I’m actually fine with Tiger being intense on the course, as long as he makes an effort to tone down his worst outbursts and stops acting like there’s nothing wrong with dropping f-bombs in front of 6-year-old spectators. I think it is possible to rein in the negative without turning into some flat-line version of Tiger. I’m also fine with Tiger being ultra-focused on winning. That’s who he is. He doesn’t need to change his stripes on the course all that much.

Where Tiger needs to change is off the course, to become a “better man,” as he has said. I think he can do that while remaining the same Tiger the golfer except for softening some of the edges.

There are some changes he should make on the periphery of his play in tournaments. He could do a lot more in terms of signing autographs, giving clinics, doing interviews, etc. And he needs to lose the sense of entitlement that he displayed in his golf life as well as in his personal life (not committing to tournaments until the last minute, demanding not to be interviewed by certain people, etc.)

Woods was welcomed back because fans wanted to see him play golf again. That doesn’t mean they wanted him to win, especially when Mickelson was in the mix.

I found myself not wanting Woods to win the Masters almost as a matter of penance for his scandalous behavior (and I don’t mean the swearing). That doesn’t mean I don’t want him to ever win another tournament. Somehow, though, it just seemed fitting for him to come up short in his first tournament back.
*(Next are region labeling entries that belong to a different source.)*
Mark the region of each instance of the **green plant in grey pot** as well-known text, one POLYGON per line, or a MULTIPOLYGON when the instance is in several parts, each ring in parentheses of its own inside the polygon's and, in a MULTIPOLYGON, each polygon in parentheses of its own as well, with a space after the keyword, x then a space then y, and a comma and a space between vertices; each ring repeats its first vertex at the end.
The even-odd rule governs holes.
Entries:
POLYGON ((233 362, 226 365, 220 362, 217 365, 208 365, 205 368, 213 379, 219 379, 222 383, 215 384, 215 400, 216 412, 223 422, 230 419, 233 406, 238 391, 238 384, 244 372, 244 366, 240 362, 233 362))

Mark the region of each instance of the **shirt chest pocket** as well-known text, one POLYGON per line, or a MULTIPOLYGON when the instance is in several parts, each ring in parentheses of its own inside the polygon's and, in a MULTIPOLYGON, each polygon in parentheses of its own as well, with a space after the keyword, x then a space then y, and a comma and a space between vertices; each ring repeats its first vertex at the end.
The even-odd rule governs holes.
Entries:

Woods may never again be as popular as he once was. Then again, “popularity” might be the wrong word with Tiger. His appeal was never really tied to his likeability. The main thing that draws people to Tiger is his extraordinary ability to play golf. If he wins another major or two, we will all be drawn to his pursuit of Jack Nicklaus’ total of 18 majors.

Woods justifiably drew some flak for comparing himself to Ben Hogan for playing in the Masters without having previously entered an event during the year. He would have been better off without mentioning that Hogan did it “after the crash,” because that only drew attention to the contrast between his accident and Hogan diving in front of his wife to protect her when a bus crashed head-on into his car.

In fact, though, the comparison between Woods and Hogan is apt in many ways. Hogan burned with more competitive fire than any other member of his generation. He was utterly focused on the course, known for an icy stare, and rarely acknowledged or interacted with the galleries. He displayed a handsome smile at awards ceremonies, but not while he was playing. He was all about winning. Just like Woods.

It can be fascinating to watch a player like that. If it’s back to business as usual between the ropes for Tiger Woods, that’s a good thing for golf.

Of course, Mickelson winning the Masters was good for golf, too. It raises the possibility of Phil putting up a real challenge to Tiger in 2010, and that’s something we’ve always craved.

That aside, it was just a heartwarming story, and those are always nice. Especially after what we’ve been reading and talking about for the last five months.

Mickelson finished second last year in one of those lack-of-karma majors, the U.S. Open, shortly after Amy was diagnosed with cancer. It was great to see Phil and Amy have their moment.

Now, if we can just do something about Tom Watson winning at Pebble Beach or St. Andrews…

One Response to “Karma returns to majors”

  1. Tom Bedell

    I felt exactly the same way, David: it just didn’t seem right that Tiger might win the Masters this year. It felt unseemly, too soon. I don’t know what time frame will make it right, I just knew this wasn’t it.

    I don’t really want or require any more public penance from Tiger–although I’m sure there are those who won’t be satisfied until Tiger is flogged on the first tee of some tournament–but I would like to see some of this new respect for the game he’s talking about. I understand he may be a work in progress. Dropping the whiny petulance will be a big step forward.